Администратор бросил посыльному быстрый взгляд, и тот отступил.
– Если мы можем чем-то скрасить сеньору его пребывание в Барселоне, достаточно упомянуть.
– Как обычно, – произнес я.
– Да, сеньор. Будьте покойны.
Я направился к лифту, однако остановился на полпути. Администратор был на месте, улыбка застыла на его губах.
– Сеньор Санабрия сейчас живет в отеле?
Он лишь моргнул, но для меня и этого было достаточно.
– Сеньор Санабрия уже давно не делает нам чести своим присутствием.
Номер четыреста шестьдесят, расположенный на пятом этаже, нависал над бульваром Рамбла, из него, словно с седьмого неба, открывался вид на призрак исчезнувшего города, который я приговорен был вспоминать таким, каким он был до войны. «Моя тень» дожидалась внизу, укрывшись под навесом какого-то ларька. Я опустил жалюзи, погружая комнату в жемчужный полумрак, и растянулся на кровати. Городской шум просачивался сквозь стены. Я вытащил из чемоданчика револьвер, положил палец на спусковой крючок, скрестил руки на груди и закрыл глаза. Погрузился в вязкий, недобрый сон. Через несколько часов или минут меня разбудило прикосновение влажных губ к векам. Горячее тело Канделы простерлось на кровати, ее пальцы, будто сотканные из пара, срывали с него одежду, и кожа, белая, как сахар, сияла в свете ночных фонарей.

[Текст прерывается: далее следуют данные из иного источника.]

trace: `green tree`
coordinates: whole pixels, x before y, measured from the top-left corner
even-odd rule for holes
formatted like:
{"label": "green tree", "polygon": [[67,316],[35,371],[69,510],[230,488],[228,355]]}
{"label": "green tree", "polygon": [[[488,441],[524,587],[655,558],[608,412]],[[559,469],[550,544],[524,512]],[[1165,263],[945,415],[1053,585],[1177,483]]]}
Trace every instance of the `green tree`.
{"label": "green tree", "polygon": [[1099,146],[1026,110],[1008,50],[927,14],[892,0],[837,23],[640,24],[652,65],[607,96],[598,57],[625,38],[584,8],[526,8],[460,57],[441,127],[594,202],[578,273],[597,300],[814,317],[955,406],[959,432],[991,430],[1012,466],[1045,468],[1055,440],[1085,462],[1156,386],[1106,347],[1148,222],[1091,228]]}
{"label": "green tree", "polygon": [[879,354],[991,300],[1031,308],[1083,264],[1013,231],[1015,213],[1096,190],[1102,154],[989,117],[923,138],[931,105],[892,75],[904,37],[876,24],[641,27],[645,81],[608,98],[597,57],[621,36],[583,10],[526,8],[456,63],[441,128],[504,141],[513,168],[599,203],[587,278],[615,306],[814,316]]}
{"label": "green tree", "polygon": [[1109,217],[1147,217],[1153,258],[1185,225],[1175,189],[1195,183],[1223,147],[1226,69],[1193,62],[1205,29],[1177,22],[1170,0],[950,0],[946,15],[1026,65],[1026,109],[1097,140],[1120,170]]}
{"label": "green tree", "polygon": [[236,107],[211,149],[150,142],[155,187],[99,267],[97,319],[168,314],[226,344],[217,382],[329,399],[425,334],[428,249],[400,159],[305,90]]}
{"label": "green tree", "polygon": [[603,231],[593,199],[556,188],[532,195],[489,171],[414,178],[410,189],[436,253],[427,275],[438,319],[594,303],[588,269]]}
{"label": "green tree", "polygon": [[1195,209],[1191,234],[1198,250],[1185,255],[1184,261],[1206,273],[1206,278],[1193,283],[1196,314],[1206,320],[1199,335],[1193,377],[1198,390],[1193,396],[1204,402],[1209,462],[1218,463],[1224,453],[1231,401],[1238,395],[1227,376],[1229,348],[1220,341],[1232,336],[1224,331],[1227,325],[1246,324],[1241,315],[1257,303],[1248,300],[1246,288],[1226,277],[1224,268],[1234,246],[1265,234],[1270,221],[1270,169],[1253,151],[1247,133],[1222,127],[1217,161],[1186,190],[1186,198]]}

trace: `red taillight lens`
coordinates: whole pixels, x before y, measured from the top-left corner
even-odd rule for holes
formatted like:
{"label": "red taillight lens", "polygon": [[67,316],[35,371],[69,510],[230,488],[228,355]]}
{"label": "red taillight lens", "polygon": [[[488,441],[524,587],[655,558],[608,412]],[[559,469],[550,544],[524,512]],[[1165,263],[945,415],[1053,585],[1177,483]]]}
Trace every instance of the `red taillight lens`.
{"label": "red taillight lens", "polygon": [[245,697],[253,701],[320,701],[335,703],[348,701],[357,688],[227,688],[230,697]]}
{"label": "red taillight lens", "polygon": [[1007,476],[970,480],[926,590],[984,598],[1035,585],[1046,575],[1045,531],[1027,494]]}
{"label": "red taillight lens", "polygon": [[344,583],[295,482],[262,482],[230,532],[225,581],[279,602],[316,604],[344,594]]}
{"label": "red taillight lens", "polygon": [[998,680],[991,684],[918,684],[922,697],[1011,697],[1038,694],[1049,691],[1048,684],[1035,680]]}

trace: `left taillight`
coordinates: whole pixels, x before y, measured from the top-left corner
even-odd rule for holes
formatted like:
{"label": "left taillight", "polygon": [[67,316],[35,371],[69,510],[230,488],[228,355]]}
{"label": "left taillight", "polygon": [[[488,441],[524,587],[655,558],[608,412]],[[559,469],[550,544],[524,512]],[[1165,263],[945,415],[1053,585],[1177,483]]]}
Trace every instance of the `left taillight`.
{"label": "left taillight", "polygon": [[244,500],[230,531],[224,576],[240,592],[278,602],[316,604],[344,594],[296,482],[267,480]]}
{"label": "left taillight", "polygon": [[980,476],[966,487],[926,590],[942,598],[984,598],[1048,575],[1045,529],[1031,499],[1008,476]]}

– Сколько лет, сколько зим, – прошептала она, забирая у меня револьвер и кладя его на столик. – Если хочешь, я могу остаться на всю ночь.
– У меня есть работа.
– Но ты ведь выделишь минутку для своей Канделы?
За три года отсутствия мои руки не забыли тела Канделы. Новые времена, восстановившие статус первоклассных отелей, пошли ей на пользу. Грудь пахла дорогими духами, и по-новому крепкими были бледные бедра, облаченные в шелковые чулки, которые ей привозили из Парижа. Терпеливая, опытная Кандела отдавалась мне, пока я не насытился ее кожей и не откинулся в сторону. Я слышал, как она прошла в ванную, включила воду. Я приподнялся, нащупал в чемоданчике конверт с деньгами. Утроив обычную плату, оставил на комоде свернутые купюры. Лежа на кровати, смотрел, как Кандела подходит к окну, распахивает ставни. Падающий за стеклами снег оставлял крапинки тени на ее обнаженной коже.
– Что ты делаешь?
– Мне нравится смотреть на тебя.
– Не хочешь спросить, где он?
– Разве ты мне скажешь?
Канделла вернулась, присела на край кровати.
– Не знаю, где он. Я его не видела. Правда.
Я молча кивнул. Кандела перевела взгляд на комод, где лежали деньги.
– Дела у тебя идут неплохо, – заметила она.
– Не жалуюсь.
Я начал одеваться.
– Тебе уже пора идти?
Я не ответил.
– Здесь более чем достаточно, чтобы я осталась на ночь. Если хочешь, я тебя дождусь.
– Я вернусь поздно, Кандела.
– Мне некуда торопиться.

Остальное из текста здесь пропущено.